Earlier this week, I submitted 2 different NSF pre-proposals. One of which was the re-submission of the proposal on which I am the PI; the second was a 1st time submission for a proposal on which I am the co-PI. What changed? Certainly not the amount of time in any given day nor my commitment to my family during the break before Spring semester.

The first was the reaffirmation that it would improve my research by simply revising and resubmitting the proposal, regardless of whether it was considered for a full proposal or turned down again. I don’t have the time to read as many papers as I did as a postdoc and although I had a productive 1st year at Allegheny (I published 2 projects that I started here with 8 different undergraduate students from my 1st year), I wasn’t writing as much as I hoped (yes, I really do enjoy writing papers. seriously.). At a minimum, revising the proposal would get me past the Abstracts of the hand full of PDFs that had been piling up in the “Need to Read” folder on my desktop. Additionally, it got me back writing. I hadn’t written any type of scientific writing for an audience outside of my Department the entire semester and that was way too long [for me]. I’ve always felt that one of my assets and writing strengths that helped maintain a high publication rate was the fact that I was always writing. I never fell out of practice and it was always easy to pick back up. Fall 2014 I was out of practice and I knew it. Thus, revising this pre-proposal would actually help me later to write up the recent projects that my students and I have completed.

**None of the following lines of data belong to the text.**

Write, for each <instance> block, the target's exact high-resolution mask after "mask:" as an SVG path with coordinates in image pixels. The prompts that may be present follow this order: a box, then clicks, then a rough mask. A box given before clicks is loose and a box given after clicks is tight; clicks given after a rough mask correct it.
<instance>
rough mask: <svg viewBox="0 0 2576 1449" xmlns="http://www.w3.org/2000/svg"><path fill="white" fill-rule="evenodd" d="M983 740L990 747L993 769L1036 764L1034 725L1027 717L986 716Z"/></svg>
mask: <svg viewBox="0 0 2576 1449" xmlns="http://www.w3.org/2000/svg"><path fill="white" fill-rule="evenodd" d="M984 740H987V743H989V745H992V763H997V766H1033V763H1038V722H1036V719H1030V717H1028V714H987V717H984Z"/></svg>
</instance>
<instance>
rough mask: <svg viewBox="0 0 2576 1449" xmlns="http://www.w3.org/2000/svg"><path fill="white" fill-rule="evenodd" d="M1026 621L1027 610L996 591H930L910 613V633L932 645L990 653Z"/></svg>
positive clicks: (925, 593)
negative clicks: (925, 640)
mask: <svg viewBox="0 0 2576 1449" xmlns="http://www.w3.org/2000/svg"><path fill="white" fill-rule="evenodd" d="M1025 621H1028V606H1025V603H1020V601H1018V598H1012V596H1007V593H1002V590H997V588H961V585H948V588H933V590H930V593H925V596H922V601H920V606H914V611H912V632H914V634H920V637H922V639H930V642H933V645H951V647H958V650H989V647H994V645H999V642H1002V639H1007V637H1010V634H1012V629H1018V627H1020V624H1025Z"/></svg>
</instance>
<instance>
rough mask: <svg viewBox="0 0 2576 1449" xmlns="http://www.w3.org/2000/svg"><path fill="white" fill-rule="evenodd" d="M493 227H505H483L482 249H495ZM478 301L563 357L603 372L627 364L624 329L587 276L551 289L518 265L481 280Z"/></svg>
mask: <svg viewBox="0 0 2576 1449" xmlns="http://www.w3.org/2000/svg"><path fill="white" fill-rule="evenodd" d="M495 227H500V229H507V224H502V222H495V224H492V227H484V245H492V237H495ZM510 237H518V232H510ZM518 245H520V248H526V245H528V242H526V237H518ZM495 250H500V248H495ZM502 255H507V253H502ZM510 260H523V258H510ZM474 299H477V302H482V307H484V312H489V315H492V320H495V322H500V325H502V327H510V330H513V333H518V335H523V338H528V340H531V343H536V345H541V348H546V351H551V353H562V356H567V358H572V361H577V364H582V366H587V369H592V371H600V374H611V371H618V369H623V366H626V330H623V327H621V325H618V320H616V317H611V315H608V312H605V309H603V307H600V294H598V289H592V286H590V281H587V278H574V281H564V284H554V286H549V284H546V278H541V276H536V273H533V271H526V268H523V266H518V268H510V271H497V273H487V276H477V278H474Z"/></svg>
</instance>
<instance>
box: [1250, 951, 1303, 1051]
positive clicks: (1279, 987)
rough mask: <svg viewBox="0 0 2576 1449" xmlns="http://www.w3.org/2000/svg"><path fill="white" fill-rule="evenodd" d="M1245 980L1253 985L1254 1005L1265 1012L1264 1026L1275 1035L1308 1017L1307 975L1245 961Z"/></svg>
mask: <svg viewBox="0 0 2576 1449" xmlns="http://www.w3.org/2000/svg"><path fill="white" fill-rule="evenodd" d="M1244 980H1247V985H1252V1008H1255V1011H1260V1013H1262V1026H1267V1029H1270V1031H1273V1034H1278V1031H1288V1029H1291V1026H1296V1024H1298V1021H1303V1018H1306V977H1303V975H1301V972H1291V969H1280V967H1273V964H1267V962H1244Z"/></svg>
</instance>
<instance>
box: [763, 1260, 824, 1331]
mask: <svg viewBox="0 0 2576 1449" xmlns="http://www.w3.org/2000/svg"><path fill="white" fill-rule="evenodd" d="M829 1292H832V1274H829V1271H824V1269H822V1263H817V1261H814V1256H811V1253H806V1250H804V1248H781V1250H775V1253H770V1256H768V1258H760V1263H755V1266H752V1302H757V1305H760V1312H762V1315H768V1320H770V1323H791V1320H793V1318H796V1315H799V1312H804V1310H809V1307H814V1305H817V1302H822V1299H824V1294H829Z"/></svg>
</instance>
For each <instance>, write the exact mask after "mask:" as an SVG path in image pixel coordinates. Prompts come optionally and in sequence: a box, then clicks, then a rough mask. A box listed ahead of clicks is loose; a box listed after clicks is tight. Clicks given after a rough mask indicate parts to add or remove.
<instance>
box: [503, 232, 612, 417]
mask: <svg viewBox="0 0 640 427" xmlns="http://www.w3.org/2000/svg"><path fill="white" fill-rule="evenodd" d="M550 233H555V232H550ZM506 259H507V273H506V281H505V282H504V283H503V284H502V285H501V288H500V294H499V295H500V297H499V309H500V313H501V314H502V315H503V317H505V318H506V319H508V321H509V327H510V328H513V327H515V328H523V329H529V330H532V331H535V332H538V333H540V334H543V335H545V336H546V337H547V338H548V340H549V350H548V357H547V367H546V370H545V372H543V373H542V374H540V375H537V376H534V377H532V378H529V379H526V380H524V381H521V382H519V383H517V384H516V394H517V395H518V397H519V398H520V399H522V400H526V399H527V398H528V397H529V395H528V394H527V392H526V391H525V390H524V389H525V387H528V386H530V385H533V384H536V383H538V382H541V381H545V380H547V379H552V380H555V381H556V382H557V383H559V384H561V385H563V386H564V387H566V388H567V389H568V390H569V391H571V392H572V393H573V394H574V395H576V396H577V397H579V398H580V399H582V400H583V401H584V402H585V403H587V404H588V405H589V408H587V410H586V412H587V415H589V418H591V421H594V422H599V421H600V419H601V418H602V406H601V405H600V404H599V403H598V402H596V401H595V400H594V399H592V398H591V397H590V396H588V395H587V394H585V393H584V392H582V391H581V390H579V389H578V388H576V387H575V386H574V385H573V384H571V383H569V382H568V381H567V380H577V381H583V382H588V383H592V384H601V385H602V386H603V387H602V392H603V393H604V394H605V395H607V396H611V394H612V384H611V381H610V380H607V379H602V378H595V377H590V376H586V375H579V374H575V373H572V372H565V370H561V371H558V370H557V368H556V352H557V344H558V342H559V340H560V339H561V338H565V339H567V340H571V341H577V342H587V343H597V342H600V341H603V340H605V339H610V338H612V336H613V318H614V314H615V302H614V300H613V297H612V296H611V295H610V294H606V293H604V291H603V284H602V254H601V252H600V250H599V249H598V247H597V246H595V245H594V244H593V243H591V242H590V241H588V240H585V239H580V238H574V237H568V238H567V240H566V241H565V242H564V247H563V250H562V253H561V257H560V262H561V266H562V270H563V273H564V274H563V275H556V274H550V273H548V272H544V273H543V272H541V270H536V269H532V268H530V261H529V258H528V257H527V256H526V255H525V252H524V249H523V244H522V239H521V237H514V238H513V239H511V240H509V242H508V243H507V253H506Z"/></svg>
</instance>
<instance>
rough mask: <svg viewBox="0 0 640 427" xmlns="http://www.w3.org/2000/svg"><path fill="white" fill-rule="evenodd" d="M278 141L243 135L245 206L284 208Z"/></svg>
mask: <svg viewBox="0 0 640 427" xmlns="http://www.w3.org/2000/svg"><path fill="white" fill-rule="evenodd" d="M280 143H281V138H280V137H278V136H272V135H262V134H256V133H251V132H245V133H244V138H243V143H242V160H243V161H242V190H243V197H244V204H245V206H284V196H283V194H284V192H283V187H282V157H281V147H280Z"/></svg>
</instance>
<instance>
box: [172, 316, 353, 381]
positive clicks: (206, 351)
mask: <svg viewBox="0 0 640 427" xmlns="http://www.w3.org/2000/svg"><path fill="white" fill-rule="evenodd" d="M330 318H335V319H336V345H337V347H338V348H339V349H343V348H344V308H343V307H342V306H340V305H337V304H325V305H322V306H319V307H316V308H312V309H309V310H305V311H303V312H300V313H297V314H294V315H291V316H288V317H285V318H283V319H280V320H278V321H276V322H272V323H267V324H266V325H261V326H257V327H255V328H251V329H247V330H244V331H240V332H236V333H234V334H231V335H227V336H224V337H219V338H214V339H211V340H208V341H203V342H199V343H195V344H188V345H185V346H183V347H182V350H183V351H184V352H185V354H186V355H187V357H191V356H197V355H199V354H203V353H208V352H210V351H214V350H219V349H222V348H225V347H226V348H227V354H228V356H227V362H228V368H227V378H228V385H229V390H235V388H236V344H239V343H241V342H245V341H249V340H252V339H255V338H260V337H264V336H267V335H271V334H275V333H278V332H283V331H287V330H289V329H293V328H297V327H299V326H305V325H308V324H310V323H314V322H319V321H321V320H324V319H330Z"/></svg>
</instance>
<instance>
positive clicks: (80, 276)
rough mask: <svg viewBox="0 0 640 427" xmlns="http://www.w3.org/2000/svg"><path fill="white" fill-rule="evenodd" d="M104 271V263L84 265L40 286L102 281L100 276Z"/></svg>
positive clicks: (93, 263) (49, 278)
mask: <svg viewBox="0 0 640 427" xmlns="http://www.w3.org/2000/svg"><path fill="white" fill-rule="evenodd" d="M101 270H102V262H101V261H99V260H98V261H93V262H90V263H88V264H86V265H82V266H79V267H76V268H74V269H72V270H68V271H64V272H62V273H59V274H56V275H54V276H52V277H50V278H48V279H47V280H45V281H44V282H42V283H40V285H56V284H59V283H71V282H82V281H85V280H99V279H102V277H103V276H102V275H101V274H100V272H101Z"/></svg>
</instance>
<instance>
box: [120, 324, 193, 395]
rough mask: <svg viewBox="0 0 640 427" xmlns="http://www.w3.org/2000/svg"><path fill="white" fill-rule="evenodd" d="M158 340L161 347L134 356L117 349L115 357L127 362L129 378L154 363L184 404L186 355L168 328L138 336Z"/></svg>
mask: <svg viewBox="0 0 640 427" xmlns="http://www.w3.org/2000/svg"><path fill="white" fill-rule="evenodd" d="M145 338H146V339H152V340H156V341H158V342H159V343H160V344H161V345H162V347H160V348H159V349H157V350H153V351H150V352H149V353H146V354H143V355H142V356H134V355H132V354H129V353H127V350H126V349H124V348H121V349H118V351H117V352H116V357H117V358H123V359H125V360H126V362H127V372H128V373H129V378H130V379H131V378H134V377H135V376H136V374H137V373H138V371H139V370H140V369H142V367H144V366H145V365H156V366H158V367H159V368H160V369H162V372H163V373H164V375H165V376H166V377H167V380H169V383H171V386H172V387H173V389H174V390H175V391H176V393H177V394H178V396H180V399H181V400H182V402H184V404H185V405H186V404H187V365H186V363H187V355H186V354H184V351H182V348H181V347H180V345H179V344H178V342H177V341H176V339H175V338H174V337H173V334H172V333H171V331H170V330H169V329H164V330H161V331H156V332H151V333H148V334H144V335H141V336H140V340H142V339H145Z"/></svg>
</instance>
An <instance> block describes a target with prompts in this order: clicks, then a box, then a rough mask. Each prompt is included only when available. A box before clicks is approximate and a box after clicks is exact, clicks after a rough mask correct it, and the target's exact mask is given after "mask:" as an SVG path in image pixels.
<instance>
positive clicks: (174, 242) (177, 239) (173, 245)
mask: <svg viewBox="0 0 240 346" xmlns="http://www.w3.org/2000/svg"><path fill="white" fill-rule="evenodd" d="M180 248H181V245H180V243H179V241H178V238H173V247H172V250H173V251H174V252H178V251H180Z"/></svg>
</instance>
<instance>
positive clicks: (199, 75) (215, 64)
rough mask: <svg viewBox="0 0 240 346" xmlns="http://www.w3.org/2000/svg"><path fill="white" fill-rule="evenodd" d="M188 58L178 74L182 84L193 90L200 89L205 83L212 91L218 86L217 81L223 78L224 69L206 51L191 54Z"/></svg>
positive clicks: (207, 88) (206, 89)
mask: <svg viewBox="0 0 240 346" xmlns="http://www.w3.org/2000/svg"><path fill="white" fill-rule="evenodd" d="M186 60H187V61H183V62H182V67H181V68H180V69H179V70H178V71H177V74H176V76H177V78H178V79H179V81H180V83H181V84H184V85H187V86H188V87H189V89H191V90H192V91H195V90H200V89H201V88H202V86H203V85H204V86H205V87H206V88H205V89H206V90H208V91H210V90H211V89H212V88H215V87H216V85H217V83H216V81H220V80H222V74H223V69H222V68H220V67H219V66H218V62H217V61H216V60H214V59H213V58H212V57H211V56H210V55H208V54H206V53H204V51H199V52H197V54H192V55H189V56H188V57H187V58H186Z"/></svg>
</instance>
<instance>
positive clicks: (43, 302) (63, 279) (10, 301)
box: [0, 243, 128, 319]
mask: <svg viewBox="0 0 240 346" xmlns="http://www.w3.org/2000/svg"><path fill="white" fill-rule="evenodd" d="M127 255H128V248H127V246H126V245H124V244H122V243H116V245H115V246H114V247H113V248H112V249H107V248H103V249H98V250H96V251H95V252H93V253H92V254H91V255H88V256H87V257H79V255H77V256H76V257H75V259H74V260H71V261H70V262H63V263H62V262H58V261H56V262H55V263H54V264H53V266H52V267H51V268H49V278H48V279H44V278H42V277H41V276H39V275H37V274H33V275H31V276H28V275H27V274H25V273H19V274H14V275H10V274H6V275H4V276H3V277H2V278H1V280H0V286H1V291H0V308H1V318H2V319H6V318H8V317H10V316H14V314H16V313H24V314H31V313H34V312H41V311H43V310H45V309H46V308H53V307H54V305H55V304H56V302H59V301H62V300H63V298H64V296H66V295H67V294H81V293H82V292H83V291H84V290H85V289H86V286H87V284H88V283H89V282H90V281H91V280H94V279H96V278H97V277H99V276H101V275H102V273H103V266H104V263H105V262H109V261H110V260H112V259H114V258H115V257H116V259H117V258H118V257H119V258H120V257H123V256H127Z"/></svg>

The second was that it would improve my teaching. I am offering a new course this semester: a Junior Seminar on Disease Ecology. My course is designed so that students read some of the classic ideas in disease ecology from a text book and supplement those ideas with student-lead discussions of case studies in the primary literature. I had yet to finish compiling the reading list for this course and I knew that getting back in the literature on stress physiology and disease ecology would also introduce me to some of the newer papers in this field, some of which I ultimately selected for my Disease Ecology course. Although some of you may not have an opportunity to teach a course similar in style as my Junior Seminar, there are always opportunities to work in new case studies into traditional lecture courses.

Lastly (but most importantly), I think that my work can be funded by NSF. I think that my proposal addresses an important gap in knowledge in disease ecology and I think that the results from the projects that I am proposing to do can transform our understanding of why diseases sometimes cause epidemics and other times do not. In the midst of a pretty busy semester, I let the reviews get to me and I convinced myself that NSF wasn’t interested in funding such a small fish in a big pond. But that simply isn’t true. I took a job at a liberal arts college (and subsequently started this blog with two of my friends) because I believed that I can do quality research in this setting. I stand firm in that belief.

So, with the looming deadline for IOS pre-proposals later this evening, I wish you all good luck as you submit yours.